When war breaks out, the military-industrial complex benefits, while workers lose their freedoms and lives.
This is why I have consistently lobbied for a resolution to demand the dissolution of NATO, a criminal war machine. However, when we look at the war in Ukraine, we cannot absolve President Putin. He bears his share of the blame, just as NATO does. Blindly supporting Putin is not a revolutionary act; it’s a blind loyalty that obstructs peace.
Ukraine is a sovereign republic and should not be a proxy for a global conflict. We would rightly condemn an American invasion of Cuba, and we must apply the same principles to Russia’s aggression.
Revolution vs. Dictatorship
When Ibrahim Traoré seized power in Burkina Faso and stood up to France, we were hopeful. But we have since received reports from comrades on the ground detailing widespread persecution—the same kind of tyranny we witnessed under Mugabe.
Mugabe may have been a hero to many outside Zimbabwe, posturing against imperialism, but at home, he was a brutal opportunist who violently consolidated power. I struggled to explain this to fellow students years ago—that he was not a true revolutionary.
A revolutionary leader does not need to label the majority of the population “counter-revolutionaries” to defeat imperialism. A true revolutionary organizes society and manages differences democratically. Traoré’s actions—like those of Mugabe, Idi Amin, and Museveni—demonstrate the traits of a common dictator.
Why would a revolutionary party in Zimbabwe reduce itself to a fan club for a military dictator who came to power through a coup and persecutes his own people? Do we aspire to impose such tyranny on our own population?
We envision a Zimbabwe where power and resources are devolved to local authorities. A Zimbabwe where each ward has a budget for education, health, and basic services. We don’t subscribe to the idea of a centralized authority that must kill to stay in power.
If devolution had been implemented post-1980, we could have avoided the massacre of 30,000 of our compatriots.
On the other hand we note that our small African countries may not stand a chance to defend themselves in the face of a brutal onslaught from the brutal imperialist forces. That is why we are of the firm Pan Africanist view of building a United States of Africa. Such a block has bargaining power and can defend our collective African interests.
On Electoral Participation
We have no illusions that democratic elections won’t deliver the structural reforms needed in the economy. We view elections as a step towards economic freedom.

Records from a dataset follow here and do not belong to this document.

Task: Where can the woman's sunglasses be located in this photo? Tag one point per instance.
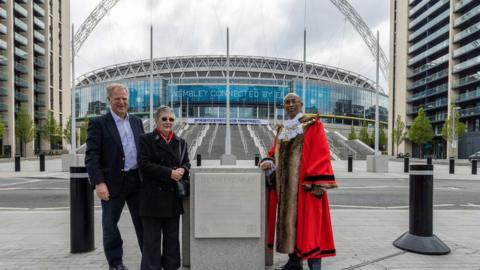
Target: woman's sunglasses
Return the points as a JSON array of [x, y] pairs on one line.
[[171, 119]]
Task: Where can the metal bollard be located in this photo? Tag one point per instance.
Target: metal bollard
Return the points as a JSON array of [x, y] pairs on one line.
[[474, 166], [350, 163], [42, 162], [406, 164], [420, 237], [451, 165], [17, 163], [199, 160], [82, 236]]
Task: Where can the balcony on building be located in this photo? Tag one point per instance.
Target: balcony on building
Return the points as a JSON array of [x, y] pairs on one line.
[[39, 24], [21, 53], [40, 115], [21, 97], [469, 96], [19, 10], [3, 107], [21, 39], [38, 10], [467, 16], [21, 82], [442, 18], [3, 13], [3, 75], [21, 67], [3, 29], [3, 91], [429, 93], [472, 62], [469, 112], [38, 36], [39, 62], [432, 11], [39, 75], [39, 89], [39, 49], [431, 78]]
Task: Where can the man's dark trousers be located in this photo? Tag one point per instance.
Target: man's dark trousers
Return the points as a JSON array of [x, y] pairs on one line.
[[111, 211]]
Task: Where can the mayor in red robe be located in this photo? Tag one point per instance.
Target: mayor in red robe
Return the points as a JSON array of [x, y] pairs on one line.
[[300, 168]]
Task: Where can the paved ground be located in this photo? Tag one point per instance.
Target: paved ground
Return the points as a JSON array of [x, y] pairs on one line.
[[39, 239]]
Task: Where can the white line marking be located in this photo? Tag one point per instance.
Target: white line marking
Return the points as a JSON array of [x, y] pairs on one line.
[[10, 189], [19, 183]]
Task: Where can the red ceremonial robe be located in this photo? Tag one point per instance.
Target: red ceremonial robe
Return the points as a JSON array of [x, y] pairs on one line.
[[310, 235]]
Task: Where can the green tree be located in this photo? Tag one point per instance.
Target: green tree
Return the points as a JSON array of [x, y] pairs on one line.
[[399, 134], [83, 131], [24, 129], [2, 129], [67, 131], [352, 135], [421, 131], [51, 130], [453, 128], [363, 134]]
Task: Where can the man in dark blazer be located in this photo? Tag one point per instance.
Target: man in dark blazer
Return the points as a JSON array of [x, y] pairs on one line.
[[111, 161]]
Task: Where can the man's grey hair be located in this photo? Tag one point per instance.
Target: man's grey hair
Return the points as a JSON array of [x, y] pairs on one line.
[[113, 86], [163, 109], [292, 94]]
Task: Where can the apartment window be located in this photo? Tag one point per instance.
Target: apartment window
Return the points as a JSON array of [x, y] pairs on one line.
[[60, 101], [51, 98]]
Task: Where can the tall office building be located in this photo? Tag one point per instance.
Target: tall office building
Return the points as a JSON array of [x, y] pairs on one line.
[[435, 64], [34, 65]]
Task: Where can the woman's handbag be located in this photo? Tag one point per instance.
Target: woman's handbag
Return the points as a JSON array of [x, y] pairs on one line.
[[182, 189]]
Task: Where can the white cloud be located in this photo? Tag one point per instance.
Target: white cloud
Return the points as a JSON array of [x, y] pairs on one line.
[[257, 27]]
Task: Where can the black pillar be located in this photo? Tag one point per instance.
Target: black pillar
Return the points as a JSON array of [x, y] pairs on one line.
[[420, 237], [474, 166], [82, 237], [350, 163], [17, 163], [199, 160], [42, 162], [451, 165], [406, 164]]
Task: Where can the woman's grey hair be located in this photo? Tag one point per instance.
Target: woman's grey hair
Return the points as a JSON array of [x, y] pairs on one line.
[[113, 86], [163, 109]]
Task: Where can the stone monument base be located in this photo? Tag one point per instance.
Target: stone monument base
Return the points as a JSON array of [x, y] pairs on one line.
[[377, 163]]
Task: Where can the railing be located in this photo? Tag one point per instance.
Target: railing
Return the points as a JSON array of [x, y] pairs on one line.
[[469, 95]]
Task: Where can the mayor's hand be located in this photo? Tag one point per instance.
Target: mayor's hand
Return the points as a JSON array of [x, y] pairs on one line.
[[102, 191]]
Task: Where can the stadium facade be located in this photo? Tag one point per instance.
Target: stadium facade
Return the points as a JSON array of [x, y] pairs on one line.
[[195, 87]]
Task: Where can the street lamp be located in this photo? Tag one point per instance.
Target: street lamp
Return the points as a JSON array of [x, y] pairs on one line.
[[454, 139]]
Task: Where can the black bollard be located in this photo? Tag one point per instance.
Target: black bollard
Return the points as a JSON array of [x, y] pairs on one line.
[[451, 165], [199, 160], [420, 237], [42, 162], [17, 163], [82, 237], [350, 163], [406, 164], [474, 166]]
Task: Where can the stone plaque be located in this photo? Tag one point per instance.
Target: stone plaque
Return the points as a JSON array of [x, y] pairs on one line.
[[227, 207]]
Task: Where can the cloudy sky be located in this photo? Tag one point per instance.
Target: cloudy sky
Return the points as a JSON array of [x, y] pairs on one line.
[[257, 27]]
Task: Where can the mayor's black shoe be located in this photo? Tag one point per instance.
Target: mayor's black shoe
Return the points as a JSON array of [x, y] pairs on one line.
[[118, 267], [314, 264]]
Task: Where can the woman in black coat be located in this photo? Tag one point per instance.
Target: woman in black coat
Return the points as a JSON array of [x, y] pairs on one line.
[[163, 160]]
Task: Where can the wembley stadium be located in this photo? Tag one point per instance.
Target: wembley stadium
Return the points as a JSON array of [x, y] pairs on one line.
[[195, 87]]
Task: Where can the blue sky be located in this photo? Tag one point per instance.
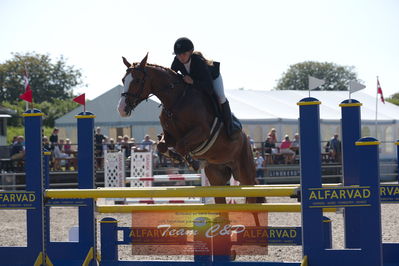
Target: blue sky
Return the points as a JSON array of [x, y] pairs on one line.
[[255, 41]]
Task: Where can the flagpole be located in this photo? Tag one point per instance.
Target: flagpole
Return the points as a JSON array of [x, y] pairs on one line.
[[27, 76], [376, 112]]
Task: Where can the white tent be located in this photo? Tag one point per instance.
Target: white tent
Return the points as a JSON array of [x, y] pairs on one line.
[[259, 111]]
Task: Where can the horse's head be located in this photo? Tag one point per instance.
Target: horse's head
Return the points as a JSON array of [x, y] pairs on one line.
[[136, 88]]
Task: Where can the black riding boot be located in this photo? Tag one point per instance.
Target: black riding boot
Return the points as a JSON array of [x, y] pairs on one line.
[[193, 164], [232, 127]]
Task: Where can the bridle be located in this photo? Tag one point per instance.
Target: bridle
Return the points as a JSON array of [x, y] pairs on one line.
[[137, 98]]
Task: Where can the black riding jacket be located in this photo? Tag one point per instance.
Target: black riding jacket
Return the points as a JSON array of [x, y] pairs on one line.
[[201, 72]]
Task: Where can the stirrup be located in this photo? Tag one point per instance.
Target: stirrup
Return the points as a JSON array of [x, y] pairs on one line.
[[193, 164]]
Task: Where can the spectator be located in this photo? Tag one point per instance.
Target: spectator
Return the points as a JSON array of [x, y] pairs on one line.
[[327, 147], [252, 143], [146, 143], [118, 145], [127, 145], [59, 150], [111, 145], [67, 146], [335, 146], [18, 149], [289, 155], [269, 145], [105, 143], [273, 136], [54, 138], [161, 157], [46, 144], [260, 163], [295, 144]]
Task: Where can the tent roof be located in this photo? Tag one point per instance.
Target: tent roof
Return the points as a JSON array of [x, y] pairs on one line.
[[265, 105], [246, 105]]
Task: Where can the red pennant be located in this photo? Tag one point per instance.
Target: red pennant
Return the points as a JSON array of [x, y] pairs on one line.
[[80, 99], [27, 96], [379, 91]]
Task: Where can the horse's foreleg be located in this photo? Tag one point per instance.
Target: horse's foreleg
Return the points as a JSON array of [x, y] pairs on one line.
[[218, 175]]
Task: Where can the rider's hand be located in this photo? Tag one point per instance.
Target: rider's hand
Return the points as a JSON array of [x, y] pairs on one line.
[[188, 79]]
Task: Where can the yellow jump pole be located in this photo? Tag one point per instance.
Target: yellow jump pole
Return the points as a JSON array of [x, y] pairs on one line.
[[159, 192], [265, 207]]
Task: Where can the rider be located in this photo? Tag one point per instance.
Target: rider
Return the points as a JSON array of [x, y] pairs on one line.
[[204, 75]]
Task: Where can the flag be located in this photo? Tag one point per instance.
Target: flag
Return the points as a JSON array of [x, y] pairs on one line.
[[355, 86], [26, 81], [379, 91], [80, 99], [27, 95], [315, 82]]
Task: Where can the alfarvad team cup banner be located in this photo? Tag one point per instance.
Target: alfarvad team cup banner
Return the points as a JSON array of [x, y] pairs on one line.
[[204, 233]]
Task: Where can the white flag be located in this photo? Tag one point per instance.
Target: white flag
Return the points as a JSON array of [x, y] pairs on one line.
[[315, 82], [355, 86]]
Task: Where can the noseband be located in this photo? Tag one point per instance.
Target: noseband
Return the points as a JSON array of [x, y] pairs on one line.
[[137, 98]]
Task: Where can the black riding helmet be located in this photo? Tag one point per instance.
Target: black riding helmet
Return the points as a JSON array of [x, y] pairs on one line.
[[183, 45]]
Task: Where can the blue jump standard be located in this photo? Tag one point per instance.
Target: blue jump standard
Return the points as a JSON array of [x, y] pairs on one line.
[[360, 198]]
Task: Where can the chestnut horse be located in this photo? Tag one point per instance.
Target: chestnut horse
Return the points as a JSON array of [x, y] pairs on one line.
[[186, 119]]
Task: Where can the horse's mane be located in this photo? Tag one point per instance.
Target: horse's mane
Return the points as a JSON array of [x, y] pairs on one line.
[[166, 69]]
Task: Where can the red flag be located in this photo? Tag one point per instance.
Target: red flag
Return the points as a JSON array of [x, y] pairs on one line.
[[379, 91], [80, 99], [26, 80], [27, 96]]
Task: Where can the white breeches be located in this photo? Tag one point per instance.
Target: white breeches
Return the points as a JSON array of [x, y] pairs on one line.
[[219, 89]]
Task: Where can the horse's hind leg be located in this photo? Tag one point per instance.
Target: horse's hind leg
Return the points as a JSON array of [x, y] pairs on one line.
[[218, 175], [245, 172]]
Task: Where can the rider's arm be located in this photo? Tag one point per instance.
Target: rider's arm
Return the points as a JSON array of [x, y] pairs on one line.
[[202, 77]]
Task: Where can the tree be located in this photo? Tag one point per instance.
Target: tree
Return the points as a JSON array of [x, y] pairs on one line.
[[48, 80], [52, 111], [336, 77]]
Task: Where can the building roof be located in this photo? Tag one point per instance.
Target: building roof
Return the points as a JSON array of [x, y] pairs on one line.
[[104, 107], [245, 104]]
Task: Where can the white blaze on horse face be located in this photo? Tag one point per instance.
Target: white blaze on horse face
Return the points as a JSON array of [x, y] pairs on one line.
[[122, 101], [121, 107]]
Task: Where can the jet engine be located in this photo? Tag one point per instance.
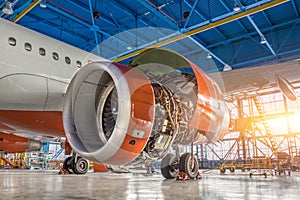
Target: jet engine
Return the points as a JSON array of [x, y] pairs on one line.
[[117, 114]]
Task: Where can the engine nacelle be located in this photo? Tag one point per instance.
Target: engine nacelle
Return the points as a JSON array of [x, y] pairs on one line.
[[118, 114], [15, 144]]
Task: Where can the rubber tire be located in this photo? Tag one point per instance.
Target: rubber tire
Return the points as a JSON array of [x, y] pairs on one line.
[[166, 168], [81, 166], [68, 164], [184, 165]]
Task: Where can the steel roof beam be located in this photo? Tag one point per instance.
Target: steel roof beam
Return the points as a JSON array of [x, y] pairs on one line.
[[91, 27], [207, 50], [261, 34], [28, 9], [204, 27], [158, 13], [95, 32], [88, 11], [204, 18], [295, 8], [254, 33], [190, 14]]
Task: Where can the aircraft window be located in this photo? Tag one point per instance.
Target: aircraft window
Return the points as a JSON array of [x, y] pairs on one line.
[[78, 63], [55, 56], [12, 41], [67, 60], [27, 46], [42, 51]]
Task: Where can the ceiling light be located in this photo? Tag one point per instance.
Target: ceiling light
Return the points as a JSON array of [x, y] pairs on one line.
[[227, 68], [236, 7], [208, 56], [263, 40], [7, 9]]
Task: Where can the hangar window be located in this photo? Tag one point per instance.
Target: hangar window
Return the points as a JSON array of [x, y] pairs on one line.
[[27, 46], [12, 41], [55, 56], [78, 63], [67, 60], [42, 51]]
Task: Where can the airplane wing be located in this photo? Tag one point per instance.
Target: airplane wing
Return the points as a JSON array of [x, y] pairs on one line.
[[247, 82]]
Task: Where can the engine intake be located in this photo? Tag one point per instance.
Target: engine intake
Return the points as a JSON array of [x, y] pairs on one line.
[[108, 112]]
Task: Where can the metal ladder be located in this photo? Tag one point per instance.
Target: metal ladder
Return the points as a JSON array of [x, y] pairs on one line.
[[272, 143]]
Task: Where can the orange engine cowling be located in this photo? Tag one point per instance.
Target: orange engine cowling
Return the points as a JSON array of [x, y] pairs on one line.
[[118, 114], [15, 144]]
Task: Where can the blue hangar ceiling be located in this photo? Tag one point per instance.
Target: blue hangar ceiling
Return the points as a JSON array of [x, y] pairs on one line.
[[211, 33]]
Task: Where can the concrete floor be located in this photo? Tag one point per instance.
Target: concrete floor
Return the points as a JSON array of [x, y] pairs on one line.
[[31, 185]]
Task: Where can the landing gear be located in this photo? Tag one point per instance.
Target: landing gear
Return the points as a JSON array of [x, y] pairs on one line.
[[188, 164], [76, 164], [184, 168], [169, 166]]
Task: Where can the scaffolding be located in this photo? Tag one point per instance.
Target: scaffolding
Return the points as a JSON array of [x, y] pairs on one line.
[[257, 148]]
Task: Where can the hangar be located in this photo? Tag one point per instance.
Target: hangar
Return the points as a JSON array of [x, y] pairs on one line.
[[219, 76]]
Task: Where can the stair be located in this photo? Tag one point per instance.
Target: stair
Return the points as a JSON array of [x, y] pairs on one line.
[[57, 153], [272, 143]]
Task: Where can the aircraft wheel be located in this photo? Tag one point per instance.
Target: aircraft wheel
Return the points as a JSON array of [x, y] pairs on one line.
[[189, 166], [68, 164], [81, 166], [168, 166]]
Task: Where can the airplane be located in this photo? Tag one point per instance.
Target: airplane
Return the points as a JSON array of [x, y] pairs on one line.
[[113, 113]]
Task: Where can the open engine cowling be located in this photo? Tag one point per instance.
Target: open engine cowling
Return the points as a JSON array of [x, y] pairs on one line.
[[118, 114]]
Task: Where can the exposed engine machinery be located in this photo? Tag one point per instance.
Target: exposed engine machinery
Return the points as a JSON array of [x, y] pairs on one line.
[[118, 114]]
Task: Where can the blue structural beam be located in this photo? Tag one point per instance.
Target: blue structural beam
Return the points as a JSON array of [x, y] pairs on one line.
[[90, 26], [190, 14], [261, 35], [154, 10]]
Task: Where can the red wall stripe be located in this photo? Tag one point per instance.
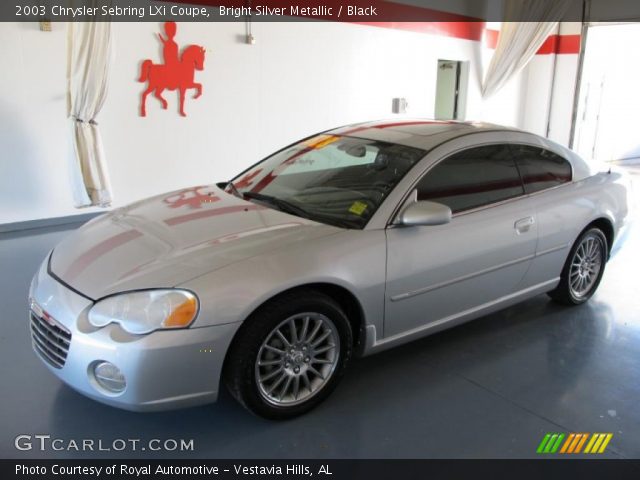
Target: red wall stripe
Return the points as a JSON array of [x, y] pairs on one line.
[[462, 30], [562, 44]]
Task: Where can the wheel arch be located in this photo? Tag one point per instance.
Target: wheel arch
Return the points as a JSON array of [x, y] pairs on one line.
[[606, 226], [343, 296]]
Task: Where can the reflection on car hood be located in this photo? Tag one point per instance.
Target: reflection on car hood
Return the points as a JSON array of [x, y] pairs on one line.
[[169, 239]]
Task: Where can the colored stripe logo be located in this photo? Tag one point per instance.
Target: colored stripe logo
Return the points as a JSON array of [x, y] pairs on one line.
[[574, 443]]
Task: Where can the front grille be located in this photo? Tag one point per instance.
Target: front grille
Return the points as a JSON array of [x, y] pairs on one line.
[[50, 340]]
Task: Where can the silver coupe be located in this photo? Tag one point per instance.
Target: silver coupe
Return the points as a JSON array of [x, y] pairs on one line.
[[346, 243]]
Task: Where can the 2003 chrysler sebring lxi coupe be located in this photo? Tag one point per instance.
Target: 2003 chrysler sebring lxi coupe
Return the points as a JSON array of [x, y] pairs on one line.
[[348, 242]]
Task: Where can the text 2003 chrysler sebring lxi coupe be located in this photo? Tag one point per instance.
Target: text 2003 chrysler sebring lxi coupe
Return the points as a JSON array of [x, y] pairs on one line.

You are right—ZANU-PF will not reform itself out of power. We must force the reforms. The Save Zimbabwe Campaign ahead of March 2008 proved this was possible, leading to significant reforms like Morgan Tsvangirai’s campaign messages being broadcast on ZBC.
We need a second Save Zimbabwe campaign to pressure the institutions that can deliver a credible election.
We must unite workers and peasants in this effort. We know that the current Zimbabwean context doesn’t mirror the powerful Proletariat envisaged in the Communist Manifesto by Marx, but again we are certain that we can employ other organizing strategies to unite all the dispossessed. Building a Coalition of the Dispossessed.
What we should not do is participate in an election under the current, illegitimate conditions, as this only serves to legitimize a flawed process. Are we being revolutionary when we drag people into a blatantly rigged election?
I am now consulting my political allies to consider our options given these seemingly irreconcilable differences.
Despite this, I still have tremendous respect for you and the ZCP for the work you are doing to build a strong left that can one day challenge for state power.